High-quality preschool education isn’t lacking only in Philadelphia, but also in their neighboring suburbs—some of which are considered higher-income, four new reports state.
A series of studies done by the Philadelphia-based advocacy group Public Citizens for Children and Youth found that only 13 percent of pre-K programs in Pennsylvania’s Delaware County were considered to be of high quality in 2013. A mere 15 percent were awarded that accolade in Pennsylvania’s Chester County, while 18 percent received it in Bucks County, and 20 percent were given it in Montgomery Country.
High-quality programs were defined as those which have teachers who understand age-appropriate ways to teach literacy and mathematics among other subjects, as well the social and emotional development of young children, Shawn Towey, the organization’s child-care policy coordinator, told The Philadelphia Inquirer.
“There’s a vast difference between babysitting and high-quality early-learning opportunities,” Towey said.
High-quality subsidized federal and state programs were deemed very difficult to access: The number of 3- and 4-year-old children who qualify for Pennsylvania’s Pre-K Counts and Head Start programs far exceed supply.
In Chester County, for example, 68 slots were offered for 4,372 eligible students while in Pennsylvania’s Delaware County 326 seats were available where 7,193 students qualified.
Only a handful of children in the Philadelphia suburbs attended high-quality programs—4 percent in Delaware and Bucks counties, 6.5 percent in Chester, and 7 percent in Montgomery counties, the reports stated.
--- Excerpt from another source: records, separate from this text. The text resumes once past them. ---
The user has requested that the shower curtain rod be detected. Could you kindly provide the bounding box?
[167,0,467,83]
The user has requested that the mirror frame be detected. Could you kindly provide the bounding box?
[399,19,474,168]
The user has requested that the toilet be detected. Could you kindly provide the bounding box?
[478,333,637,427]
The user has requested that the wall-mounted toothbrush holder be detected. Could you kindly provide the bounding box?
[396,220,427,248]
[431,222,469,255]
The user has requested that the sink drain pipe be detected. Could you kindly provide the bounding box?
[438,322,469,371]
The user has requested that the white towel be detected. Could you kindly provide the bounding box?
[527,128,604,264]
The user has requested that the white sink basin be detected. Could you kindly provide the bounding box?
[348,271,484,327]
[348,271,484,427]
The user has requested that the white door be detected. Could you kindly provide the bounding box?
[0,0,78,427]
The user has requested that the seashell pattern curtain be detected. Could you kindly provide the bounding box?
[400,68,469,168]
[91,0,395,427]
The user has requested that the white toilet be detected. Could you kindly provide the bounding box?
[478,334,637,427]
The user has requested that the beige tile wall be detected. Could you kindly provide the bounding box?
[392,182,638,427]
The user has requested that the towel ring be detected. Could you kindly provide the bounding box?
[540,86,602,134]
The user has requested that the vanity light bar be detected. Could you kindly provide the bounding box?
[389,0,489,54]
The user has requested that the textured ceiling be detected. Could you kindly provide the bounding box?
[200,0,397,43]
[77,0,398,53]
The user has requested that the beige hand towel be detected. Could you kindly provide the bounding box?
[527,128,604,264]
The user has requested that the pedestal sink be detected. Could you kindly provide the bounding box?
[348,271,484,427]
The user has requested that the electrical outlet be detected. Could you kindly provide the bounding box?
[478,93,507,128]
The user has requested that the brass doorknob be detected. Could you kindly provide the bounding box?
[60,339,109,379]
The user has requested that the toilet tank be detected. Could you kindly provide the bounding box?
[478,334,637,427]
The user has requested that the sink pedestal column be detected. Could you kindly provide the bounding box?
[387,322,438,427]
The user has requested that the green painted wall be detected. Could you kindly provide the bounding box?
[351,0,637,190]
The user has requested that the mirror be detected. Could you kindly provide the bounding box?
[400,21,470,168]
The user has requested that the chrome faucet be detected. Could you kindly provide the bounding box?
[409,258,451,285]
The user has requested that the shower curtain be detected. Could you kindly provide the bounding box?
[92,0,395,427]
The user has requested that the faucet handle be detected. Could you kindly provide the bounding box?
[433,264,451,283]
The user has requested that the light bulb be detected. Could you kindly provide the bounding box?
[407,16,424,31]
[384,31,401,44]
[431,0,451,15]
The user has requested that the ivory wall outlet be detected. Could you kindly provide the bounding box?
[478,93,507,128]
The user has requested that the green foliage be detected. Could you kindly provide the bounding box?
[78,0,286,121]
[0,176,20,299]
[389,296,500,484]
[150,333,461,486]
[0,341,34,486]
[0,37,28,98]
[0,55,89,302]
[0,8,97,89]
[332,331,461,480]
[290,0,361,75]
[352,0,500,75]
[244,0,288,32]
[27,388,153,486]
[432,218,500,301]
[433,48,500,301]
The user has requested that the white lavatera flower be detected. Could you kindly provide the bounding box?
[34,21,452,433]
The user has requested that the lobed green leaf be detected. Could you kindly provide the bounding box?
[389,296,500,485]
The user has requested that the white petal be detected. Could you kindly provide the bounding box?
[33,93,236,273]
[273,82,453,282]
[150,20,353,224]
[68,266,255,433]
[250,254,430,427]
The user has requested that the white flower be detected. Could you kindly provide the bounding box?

The studies were compiled using data from the state Office of Development and Early Learning, which is run by the Department of Public Welfare and the Department of Education, the reports state.
The report on Bucks County, called “The Bottom Line is Children: Public Education in Bucks County,” is available on the organization’s website.
Data for other suburban Philadelphia counties were provided to Education Week ahead of their unveiling, but will be available to all on that site later this week, said Anthony Hopkins, the organization’s communications director.